She never walked West Stave alone. With the Dregs at her side, she could stroll by the Menagerie without a glance towards the golden bars on the windows. But tonight, her heart was pounding, and she could hear the roar of blood in her ears as the gilded fa?ade came into view. The Menagerie had been built to look like a tiered cage, its first two storeys left open but for the widely spaced golden bars. It was also known as the House of Exotics. If you had a taste for a Shu girl or a Fjerdan giant, a redhead from the Wandering Isle, a dark-skinned Zemeni, the Menagerie was your destination. Each girl was known by her animal name – leopard, mare, fox, raven, ermine, fawn, snake. Suli seers wore the jackal mask when they plied their trade and looked into a person’s fate. But what man would want to bed a jackal? So the Suli girl – and the Menagerie always stocked a Suli girl – was known as the lynx. Clients didn’t come looking for the girls themselves, just brown Suli skin, the fire of Kaelish hair, the tilt of golden Shu eyes. The animals remained the same, though the girls came and went.

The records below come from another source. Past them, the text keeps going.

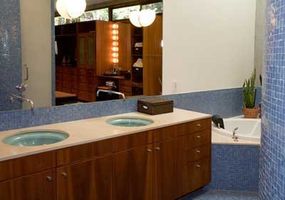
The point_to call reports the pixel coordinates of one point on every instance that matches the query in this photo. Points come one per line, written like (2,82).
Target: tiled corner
(272,161)
(235,167)
(221,195)
(10,52)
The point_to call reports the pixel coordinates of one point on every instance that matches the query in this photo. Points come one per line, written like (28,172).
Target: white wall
(36,50)
(208,44)
(260,37)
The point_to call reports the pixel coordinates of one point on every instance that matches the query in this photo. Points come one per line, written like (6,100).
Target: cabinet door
(133,174)
(6,190)
(165,172)
(82,50)
(75,182)
(90,180)
(193,162)
(34,187)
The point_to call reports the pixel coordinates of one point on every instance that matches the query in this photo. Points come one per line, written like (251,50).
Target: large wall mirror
(95,57)
(207,45)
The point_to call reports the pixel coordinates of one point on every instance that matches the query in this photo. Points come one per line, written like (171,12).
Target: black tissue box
(155,106)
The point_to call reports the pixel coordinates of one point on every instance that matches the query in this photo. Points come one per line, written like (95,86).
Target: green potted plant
(249,94)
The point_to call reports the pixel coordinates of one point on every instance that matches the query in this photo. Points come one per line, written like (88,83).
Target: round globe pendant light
(70,9)
(142,18)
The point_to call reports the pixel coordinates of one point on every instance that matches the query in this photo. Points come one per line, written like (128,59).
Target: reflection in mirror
(67,61)
(100,50)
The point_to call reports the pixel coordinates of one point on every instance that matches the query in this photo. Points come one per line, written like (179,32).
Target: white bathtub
(248,129)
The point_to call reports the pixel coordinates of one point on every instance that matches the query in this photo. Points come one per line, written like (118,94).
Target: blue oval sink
(129,121)
(36,138)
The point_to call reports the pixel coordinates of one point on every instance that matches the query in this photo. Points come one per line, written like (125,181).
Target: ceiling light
(142,18)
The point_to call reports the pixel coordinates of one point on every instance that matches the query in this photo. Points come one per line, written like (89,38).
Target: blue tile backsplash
(212,102)
(233,167)
(10,52)
(272,169)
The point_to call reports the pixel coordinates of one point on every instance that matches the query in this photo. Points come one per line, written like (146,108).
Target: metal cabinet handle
(157,148)
(49,178)
(64,174)
(198,166)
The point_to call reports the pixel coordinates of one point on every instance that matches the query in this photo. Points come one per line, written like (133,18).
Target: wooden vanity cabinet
(6,190)
(30,178)
(133,174)
(193,156)
(34,187)
(89,180)
(160,164)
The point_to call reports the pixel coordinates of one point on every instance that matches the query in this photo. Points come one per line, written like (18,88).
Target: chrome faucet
(14,97)
(111,92)
(235,137)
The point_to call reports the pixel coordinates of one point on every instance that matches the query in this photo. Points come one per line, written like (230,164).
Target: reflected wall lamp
(70,9)
(142,18)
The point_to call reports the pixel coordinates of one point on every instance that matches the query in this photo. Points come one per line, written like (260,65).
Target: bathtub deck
(221,195)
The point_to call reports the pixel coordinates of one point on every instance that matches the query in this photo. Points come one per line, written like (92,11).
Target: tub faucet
(235,137)
(112,92)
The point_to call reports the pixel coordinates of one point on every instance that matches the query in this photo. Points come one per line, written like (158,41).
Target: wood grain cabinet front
(89,180)
(160,164)
(133,174)
(40,186)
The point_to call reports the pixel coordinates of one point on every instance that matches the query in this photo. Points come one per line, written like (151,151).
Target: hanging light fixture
(142,18)
(70,9)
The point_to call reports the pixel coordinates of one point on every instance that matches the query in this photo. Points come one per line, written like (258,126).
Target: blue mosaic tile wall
(272,169)
(212,102)
(235,167)
(10,52)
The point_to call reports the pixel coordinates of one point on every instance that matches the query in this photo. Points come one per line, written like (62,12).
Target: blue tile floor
(221,195)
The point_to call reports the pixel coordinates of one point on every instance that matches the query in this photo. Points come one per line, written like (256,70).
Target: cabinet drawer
(6,190)
(32,164)
(163,134)
(198,153)
(84,152)
(199,138)
(199,125)
(5,170)
(195,126)
(130,141)
(199,173)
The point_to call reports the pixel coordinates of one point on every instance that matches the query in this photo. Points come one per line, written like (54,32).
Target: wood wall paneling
(152,58)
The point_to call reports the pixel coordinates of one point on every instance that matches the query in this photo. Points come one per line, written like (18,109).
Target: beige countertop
(94,129)
(226,140)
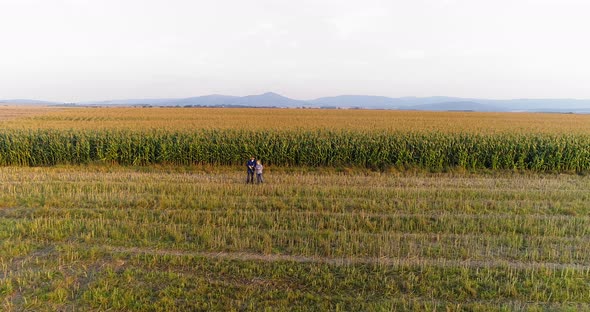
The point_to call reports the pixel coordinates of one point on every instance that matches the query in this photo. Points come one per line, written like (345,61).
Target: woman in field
(259,168)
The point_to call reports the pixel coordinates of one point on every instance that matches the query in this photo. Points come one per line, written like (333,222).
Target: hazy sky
(75,50)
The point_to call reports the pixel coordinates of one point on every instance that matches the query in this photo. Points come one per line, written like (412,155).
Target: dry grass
(9,112)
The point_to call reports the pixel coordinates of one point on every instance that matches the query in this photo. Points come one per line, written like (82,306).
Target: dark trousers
(250,178)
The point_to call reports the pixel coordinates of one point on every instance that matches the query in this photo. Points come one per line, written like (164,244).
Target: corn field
(316,148)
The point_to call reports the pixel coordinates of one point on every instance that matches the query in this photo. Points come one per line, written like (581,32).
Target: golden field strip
(188,119)
(185,238)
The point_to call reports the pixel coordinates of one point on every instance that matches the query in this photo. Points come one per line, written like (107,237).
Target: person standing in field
(259,168)
(251,165)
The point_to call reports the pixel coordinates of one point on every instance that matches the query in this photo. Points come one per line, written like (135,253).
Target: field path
(246,256)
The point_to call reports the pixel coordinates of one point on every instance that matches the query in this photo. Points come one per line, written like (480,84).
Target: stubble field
(178,237)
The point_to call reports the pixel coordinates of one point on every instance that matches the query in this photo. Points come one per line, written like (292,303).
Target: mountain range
(270,99)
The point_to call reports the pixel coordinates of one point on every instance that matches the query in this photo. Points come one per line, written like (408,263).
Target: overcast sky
(76,50)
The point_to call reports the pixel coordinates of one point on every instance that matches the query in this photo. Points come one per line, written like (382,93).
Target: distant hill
(271,99)
(28,102)
(205,100)
(459,106)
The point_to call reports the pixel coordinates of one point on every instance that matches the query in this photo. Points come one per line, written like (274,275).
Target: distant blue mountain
(435,103)
(459,106)
(28,102)
(269,99)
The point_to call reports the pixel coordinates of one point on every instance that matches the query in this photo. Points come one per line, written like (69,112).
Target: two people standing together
(254,166)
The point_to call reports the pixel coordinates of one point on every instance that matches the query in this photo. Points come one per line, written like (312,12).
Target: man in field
(251,164)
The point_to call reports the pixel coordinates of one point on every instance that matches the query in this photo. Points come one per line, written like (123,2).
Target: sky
(82,50)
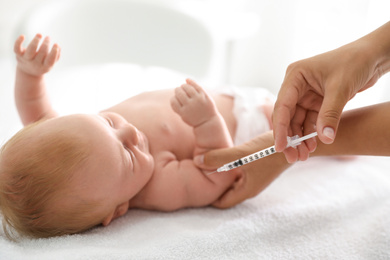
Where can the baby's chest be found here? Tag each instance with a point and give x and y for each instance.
(170, 133)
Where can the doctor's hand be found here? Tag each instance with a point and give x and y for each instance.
(315, 90)
(253, 177)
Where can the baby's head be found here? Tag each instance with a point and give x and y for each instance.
(68, 174)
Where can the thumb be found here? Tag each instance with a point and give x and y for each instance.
(329, 117)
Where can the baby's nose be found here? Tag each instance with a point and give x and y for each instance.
(129, 134)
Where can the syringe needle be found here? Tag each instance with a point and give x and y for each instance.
(292, 142)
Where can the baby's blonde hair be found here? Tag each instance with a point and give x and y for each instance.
(35, 175)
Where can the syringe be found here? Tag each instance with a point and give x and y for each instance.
(291, 142)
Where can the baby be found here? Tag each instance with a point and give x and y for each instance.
(63, 175)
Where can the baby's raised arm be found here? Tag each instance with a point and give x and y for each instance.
(31, 97)
(198, 110)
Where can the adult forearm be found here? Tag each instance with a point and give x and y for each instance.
(362, 131)
(31, 98)
(379, 43)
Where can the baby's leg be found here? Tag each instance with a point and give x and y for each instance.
(198, 110)
(193, 104)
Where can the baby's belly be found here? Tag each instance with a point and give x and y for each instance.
(225, 106)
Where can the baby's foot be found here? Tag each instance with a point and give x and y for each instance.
(193, 104)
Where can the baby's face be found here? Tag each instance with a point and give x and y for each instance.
(120, 164)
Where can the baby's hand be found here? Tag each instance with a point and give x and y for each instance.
(193, 104)
(34, 61)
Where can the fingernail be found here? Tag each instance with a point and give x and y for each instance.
(328, 132)
(199, 159)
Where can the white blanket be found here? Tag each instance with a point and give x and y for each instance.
(319, 209)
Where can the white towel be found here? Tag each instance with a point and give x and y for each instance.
(319, 209)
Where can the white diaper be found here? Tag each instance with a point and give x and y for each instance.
(248, 110)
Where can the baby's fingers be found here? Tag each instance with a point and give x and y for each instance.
(32, 47)
(18, 45)
(53, 56)
(43, 50)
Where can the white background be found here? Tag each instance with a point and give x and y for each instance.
(288, 31)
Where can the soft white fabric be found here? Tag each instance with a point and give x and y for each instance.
(319, 209)
(248, 111)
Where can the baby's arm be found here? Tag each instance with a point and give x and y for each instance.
(198, 110)
(31, 97)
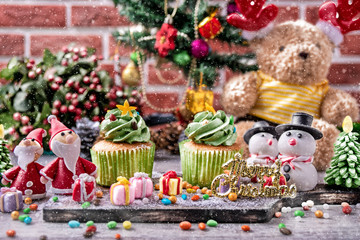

Inej glimpsed peacock feathers in the parlour, and her heart stuttered. It was just a bit of decoration, part of a lavish flower arrangement, but the panic inside her didn’t care. It rose up, clutching at her breath. People crowded in on all sides, men in masks, women in veils – or maybe they were men in veils and women in masks. It was impossible to tell. The horns of the Imp. The goggling eyes of the Madman, the sad face of the Scarab Queen wrought in black and gold. Artists loved to paint scenes of West Stave, the boys and girls who worked the brothels, the pleasure seekers dressed as characters of the Komedie Brute. But there was no beauty here, no real merriment or joy, just transactions, people seeking escape or some colourful oblivion, some dream of decadence that they could wake from whenever they wished.
Inej forced herself to look at the Menagerie as she passed.
It’s just a place, she told herself. Just another house. How would Kaz see it? Where are the entrances and exits? How do the locks work? Which windows are unbarred? How many guards are
posted, and which ones look alert? Just a house full of locks to pick, safes to crack, pigeons to dupe.
And she was the predator now, not Heleen in her peacock feathers, not any man who walked these streets.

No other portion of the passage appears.